Un danno d’immagine aziendale e specificatamente sul piano relazionale con il personale, di questo tipo, non è grave, perché recuperabile nel corso del tempo: servono solitamente dai 5 ai 10 anni perché si rientri nella normalità. La paura è una condizione superabile anche perché non gradita a nessuno.  Sicuramente i giovani manager devono assolutamente sfondare i 35 anni d’età con 15 d’esperienza sulle spalle. Al di là del malumore, e della paura come cancro aziendale, il vero disagio aziendale può comportare una migrazione, verso altre imprese, per chi si attiva su una nuova vita professionale, al netto della ritrosia e pigrizia nel muoversi in questo senso. Ne consegue che una dinamica di gestione del personale con rigidità e astio, con un disinvolto uso della paura, non è da considerarsi mortale per l’azienda, anche se ne intacca pesantemente l’immagine.

Quando è possibile considerarsi manager?

Il manager non ha una anagrafica sulla quale contare, ma un percorso che dovrebbe porlo in condizioni di decidere dopo opportuna analisi. Queste attitudini non comportano necessariamente un titolo accademico, ma certamente l’esperienza maturata nell’osservare, analizzare, capire e confrontare per decidere.
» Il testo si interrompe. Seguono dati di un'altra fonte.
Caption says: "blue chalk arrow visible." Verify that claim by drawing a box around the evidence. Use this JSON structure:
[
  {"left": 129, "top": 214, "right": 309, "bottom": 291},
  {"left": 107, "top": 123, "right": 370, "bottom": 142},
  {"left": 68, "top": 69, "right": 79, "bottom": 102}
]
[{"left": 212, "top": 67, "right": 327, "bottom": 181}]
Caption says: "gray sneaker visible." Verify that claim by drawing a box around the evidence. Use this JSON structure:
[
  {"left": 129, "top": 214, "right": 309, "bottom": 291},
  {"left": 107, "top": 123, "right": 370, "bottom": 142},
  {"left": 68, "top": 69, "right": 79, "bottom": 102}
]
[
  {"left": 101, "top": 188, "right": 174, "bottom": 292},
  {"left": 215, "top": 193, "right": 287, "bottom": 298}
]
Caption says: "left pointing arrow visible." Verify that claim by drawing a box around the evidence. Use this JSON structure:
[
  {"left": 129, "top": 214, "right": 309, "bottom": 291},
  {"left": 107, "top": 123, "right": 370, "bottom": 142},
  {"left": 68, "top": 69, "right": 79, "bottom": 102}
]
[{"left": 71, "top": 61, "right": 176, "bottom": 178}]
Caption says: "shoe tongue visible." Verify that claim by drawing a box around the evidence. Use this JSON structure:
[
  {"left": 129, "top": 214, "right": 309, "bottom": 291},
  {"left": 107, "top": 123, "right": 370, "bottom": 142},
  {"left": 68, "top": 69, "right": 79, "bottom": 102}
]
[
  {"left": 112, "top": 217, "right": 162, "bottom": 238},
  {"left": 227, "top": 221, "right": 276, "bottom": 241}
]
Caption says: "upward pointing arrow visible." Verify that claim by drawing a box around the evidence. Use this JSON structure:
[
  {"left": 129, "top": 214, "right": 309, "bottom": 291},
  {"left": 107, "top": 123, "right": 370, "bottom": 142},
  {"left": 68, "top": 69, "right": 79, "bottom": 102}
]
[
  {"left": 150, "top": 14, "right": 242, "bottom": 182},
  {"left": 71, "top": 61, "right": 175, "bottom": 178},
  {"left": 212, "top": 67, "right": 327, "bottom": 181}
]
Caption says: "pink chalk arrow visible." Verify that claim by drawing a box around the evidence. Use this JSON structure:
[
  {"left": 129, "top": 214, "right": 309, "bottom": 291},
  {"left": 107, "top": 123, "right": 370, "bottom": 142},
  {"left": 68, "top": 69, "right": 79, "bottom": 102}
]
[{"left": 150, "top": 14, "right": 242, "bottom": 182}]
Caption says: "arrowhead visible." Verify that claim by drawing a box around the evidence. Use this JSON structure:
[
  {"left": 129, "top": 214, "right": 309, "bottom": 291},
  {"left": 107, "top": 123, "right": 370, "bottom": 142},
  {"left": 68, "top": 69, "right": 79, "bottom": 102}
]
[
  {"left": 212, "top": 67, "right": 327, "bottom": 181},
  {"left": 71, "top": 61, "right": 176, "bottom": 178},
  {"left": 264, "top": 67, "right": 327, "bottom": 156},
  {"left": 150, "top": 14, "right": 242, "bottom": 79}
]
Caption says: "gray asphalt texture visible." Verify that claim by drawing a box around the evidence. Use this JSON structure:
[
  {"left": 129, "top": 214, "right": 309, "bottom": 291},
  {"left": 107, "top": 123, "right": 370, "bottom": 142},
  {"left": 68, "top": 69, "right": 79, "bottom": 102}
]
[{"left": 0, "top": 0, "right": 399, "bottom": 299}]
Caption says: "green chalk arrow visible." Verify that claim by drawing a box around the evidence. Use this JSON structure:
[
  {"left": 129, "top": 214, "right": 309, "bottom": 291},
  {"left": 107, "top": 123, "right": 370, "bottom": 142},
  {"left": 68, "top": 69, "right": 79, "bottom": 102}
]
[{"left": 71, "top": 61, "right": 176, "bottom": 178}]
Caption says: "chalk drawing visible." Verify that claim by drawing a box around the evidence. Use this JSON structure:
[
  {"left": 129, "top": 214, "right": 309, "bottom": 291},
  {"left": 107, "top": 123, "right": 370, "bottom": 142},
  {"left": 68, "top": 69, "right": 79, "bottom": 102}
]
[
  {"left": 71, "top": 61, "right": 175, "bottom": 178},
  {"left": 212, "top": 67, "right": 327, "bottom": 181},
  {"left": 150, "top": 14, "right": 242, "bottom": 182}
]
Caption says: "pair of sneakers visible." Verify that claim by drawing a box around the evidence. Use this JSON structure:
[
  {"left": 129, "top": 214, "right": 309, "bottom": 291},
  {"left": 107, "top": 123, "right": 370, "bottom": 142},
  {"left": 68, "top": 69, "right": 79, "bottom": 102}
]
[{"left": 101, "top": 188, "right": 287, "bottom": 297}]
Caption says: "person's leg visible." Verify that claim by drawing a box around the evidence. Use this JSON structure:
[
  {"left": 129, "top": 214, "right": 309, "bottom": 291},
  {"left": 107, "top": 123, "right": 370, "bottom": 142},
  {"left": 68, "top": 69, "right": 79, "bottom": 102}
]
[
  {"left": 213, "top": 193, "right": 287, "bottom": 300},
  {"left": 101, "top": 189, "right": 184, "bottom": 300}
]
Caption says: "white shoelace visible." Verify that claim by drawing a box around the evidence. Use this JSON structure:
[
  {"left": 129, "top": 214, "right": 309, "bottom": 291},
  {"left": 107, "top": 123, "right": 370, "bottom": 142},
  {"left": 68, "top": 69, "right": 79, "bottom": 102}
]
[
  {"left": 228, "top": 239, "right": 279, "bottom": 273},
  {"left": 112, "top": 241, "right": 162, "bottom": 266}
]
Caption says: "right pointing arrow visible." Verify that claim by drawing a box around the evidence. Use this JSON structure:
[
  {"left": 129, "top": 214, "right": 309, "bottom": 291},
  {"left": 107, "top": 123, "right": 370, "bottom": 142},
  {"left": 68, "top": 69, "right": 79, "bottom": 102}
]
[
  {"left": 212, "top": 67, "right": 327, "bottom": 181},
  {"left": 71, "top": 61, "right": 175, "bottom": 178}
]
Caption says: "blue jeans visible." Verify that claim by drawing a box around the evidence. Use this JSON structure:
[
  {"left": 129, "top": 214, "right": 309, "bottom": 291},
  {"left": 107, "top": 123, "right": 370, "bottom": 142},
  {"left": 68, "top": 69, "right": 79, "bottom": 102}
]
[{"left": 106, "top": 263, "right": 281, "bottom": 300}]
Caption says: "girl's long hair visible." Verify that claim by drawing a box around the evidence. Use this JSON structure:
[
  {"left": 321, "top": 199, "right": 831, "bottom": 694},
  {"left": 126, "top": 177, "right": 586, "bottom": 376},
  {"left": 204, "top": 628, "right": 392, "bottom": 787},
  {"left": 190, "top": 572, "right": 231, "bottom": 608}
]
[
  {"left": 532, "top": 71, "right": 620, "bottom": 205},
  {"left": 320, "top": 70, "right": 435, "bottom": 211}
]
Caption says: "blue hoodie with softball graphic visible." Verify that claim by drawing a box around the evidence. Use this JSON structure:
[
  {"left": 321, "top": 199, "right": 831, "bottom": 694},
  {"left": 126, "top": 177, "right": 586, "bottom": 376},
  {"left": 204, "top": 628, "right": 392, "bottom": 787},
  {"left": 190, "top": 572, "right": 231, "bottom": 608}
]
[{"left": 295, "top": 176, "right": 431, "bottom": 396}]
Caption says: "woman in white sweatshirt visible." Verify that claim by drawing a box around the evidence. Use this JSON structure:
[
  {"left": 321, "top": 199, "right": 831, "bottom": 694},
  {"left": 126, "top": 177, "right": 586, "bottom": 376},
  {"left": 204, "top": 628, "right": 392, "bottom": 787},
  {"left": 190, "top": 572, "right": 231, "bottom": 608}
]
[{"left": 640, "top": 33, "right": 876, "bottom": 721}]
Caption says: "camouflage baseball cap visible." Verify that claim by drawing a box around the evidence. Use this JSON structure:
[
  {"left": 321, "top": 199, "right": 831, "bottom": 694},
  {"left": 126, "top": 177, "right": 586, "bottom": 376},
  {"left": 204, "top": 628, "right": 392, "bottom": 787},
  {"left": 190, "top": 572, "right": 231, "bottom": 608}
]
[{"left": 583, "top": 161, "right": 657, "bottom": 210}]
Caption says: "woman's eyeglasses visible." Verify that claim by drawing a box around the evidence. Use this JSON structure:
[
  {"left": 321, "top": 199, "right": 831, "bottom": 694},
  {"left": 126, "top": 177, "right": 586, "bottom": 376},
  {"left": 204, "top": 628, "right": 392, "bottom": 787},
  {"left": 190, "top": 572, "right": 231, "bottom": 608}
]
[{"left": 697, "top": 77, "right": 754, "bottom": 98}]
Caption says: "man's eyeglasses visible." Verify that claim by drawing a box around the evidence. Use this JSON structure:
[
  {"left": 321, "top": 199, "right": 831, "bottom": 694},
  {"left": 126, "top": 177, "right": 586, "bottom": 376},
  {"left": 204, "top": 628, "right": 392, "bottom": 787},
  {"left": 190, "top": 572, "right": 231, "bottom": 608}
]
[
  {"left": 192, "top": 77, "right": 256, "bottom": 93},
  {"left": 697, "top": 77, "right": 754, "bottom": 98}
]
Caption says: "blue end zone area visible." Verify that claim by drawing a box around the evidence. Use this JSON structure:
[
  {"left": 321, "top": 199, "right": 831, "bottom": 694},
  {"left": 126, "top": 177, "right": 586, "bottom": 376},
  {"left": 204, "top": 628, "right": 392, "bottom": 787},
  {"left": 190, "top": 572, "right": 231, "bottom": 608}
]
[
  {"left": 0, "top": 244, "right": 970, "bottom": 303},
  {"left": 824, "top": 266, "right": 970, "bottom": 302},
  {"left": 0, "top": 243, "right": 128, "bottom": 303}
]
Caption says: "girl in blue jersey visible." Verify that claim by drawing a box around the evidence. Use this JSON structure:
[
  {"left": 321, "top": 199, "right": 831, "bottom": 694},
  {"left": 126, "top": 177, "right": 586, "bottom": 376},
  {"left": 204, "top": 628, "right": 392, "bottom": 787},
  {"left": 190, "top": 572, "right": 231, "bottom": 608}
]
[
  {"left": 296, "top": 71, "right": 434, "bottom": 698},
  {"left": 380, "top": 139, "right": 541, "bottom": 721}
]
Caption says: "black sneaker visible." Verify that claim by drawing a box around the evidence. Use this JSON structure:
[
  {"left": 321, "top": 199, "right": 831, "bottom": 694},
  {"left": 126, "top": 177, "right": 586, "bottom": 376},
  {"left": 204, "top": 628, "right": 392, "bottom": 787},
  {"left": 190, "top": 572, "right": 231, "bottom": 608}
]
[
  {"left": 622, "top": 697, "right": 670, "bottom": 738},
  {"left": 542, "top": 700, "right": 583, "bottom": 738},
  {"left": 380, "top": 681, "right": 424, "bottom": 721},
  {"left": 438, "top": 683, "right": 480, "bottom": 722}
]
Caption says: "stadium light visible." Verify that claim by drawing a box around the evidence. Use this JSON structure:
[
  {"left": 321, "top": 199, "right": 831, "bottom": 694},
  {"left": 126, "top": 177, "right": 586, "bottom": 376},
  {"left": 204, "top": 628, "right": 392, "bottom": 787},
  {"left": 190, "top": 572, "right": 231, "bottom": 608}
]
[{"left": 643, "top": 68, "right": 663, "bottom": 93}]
La necessità di tempo investito, per acquisire tali attitudini, cambiano da persona a persona, però indicativamente 15 anni sono un lasso temporale adeguato per maturare evitando d’usare la paura come metodo per imporsi sui dipendenti.

Ciò significa che se si dovesse aver terminato l’università a 26-27 anni, la dirigenza è da considerarsi una soglia credibile a 42-45 anni. Per chi è “figlio d’arte”, oppure non ha seguito un percorso formativo universitario, non si abbassa l’età “giusta” per accedere “alla stanza dei bottoni”, ma resta ugualmente collocata sotto i 50 anni. Perché questo?

Serve introdurre una importante differenza tra il lavorare come azione del fare e l’attitudine del cervello a capire di più, in un processo di maturazione. Il processo di confronto e selezione per decidere, richiede maturazione anziché l’uso della sola pratica. Quest’ultima si acquisisce operando direttamente nello svolgere azioni concatenate tra loro senza usare quel cervello che dovrebbe ricordare e confrontare fatti già accaduti e studiati ricorrendo a una bibliografia. Infatti la maturazione, al contrario della nuda pratica, tanto cara ai nostri imprenditori, necessita della riflessione e studio delle condizioni di realizzazione dei fenomeni per analizzarli, al fine di poter interagire su essi. Il manager è una figura che sbriga poche pratiche a livello fisico o mentale, ma produce molte idee e punti di vista da perseguire sui mercati e in azienda. In una parola il dirigente “crea pensiero”. La paura non sarà  la sua compagna né una pena che infligge ai suoi dipendenti.

Non si tratta di mitizzare la figura dirigenziale aziendale, ma d’assegnarle la sua effettiva responsabilità in un periodo dove molte (troppe) imprese chiudono.